The Restorative Justice way
Restorative Justice (RJ) is a response to crime that focuses on restoring the losses suffered by victims, holding offenders accountable for the harm they have caused, reintegrating victims and offenders into their community and building peace. RJ views an offence as harm done to a person and the community; it seeks to solve the problem and repair the harm and it supports forgiveness and rehabilitation.
Reflections from the road
Since 2003, Katy Hutchison has spoken to 350,000 young people in Canada and internationally, about her experiences. Her most recent engagement was last week, here in Victoria, when she spoke at the Victoria Restorative Justice Society’s 2010 AGM. I was there.
Here are some of Katy’s reflections from visiting communities here and far, and as an advocate for RJ:
- We have a moral responsibility to deal with conflict; part of being human is rolling up our sleeves and taking an active part in repairing harm
- RJ is a way to break the cycle of violence & abuse (Ryan was bullied as a youth, then became the bully); to live a better life
- On the importance of working with youth; when the classroom bully never fully understands how their actions hurt others, it carries on in their life, into their work worlds
- RJ is a position one takes; a way of thinking & being a choice one makes every day!

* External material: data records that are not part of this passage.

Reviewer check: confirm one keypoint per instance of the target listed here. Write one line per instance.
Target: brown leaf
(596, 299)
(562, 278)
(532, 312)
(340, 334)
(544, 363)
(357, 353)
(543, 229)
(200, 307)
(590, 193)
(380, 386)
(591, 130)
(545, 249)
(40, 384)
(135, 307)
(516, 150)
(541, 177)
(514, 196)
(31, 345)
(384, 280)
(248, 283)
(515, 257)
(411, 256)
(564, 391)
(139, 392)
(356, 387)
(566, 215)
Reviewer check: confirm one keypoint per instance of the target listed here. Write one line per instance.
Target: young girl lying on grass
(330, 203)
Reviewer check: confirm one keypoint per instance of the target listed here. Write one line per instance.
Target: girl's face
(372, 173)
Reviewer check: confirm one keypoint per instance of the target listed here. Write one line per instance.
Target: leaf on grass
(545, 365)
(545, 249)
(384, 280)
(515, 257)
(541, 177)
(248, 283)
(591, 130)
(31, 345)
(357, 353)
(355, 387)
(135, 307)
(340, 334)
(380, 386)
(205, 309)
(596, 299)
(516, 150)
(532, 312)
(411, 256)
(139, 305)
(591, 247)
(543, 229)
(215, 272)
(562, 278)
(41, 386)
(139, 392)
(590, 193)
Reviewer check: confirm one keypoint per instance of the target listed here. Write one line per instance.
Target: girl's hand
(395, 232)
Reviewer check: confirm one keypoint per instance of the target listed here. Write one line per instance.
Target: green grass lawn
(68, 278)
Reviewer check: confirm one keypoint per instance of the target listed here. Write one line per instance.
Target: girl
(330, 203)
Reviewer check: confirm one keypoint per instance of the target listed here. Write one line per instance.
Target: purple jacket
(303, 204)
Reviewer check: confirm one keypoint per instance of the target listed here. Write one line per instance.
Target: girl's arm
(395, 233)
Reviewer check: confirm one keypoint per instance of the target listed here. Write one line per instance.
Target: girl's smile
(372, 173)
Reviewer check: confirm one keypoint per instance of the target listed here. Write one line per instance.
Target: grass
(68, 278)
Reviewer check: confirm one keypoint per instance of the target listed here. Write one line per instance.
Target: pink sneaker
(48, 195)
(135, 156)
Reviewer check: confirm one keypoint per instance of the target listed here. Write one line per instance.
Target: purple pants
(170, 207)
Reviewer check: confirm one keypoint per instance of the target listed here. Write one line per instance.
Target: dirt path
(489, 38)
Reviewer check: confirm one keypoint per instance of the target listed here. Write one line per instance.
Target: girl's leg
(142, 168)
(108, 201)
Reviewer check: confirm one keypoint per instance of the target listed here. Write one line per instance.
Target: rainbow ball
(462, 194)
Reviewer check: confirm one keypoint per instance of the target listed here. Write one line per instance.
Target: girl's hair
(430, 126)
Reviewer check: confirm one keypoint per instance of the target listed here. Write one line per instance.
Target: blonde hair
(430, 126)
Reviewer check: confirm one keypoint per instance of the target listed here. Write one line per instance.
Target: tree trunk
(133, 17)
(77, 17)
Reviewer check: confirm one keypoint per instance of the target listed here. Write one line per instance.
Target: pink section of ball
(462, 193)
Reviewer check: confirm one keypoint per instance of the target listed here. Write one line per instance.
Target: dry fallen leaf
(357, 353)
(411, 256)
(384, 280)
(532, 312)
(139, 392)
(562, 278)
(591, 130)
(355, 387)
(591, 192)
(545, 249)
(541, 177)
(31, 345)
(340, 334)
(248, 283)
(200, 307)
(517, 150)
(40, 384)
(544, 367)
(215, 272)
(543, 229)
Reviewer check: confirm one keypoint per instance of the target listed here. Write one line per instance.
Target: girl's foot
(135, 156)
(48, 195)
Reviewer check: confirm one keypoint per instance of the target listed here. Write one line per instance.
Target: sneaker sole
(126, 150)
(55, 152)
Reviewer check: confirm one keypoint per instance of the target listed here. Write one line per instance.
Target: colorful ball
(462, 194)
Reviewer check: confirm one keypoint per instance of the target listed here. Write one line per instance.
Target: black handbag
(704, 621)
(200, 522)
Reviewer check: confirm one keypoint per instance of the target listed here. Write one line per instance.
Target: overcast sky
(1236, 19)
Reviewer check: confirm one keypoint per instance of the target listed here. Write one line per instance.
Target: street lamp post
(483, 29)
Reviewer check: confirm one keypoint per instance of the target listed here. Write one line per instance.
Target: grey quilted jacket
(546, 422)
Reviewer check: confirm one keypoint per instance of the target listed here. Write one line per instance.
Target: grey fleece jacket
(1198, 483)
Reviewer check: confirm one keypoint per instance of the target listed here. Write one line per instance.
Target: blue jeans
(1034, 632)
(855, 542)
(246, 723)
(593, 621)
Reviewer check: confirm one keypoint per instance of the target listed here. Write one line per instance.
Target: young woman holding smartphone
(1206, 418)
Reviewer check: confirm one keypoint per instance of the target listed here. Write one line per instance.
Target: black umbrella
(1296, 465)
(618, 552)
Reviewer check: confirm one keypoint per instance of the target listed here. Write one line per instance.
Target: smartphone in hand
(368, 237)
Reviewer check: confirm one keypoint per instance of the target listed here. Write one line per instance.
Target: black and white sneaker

- We need to better harness the media as a force for RJ; for sharing personal stories in a safe and successful way; recognizing the transformative power of RJ, and not just the gory details of the harm that precipitated it
- RJ is becoming more mainstream (with glaring exceptions); as an alternative way to deal with conflict (vs. zero tolerance approach)
- In some fractured neighbourhoods (e.g., in urban core), schools are defacto community centres; the role of RJ is central to the well-being of youth and community
My own reflections
I’ve been part of the Victoria restorative justice community for 10 years, in various volunteer capacities; working with recently released offenders in risk of violating their parole, mediating schoolyard disputants, participating in family group conferencing, and most recently as a RJ society board member.
And though my contributions are small compared to others in my community (e.g., Etta Connor, Geanine Robey, Penny Joy, Tara Ney, Mark Hellman), I’ve seen RJ in action. It really does help community re-connect with itself, when things go off the rails.
How does your community restore itself when bad things happen?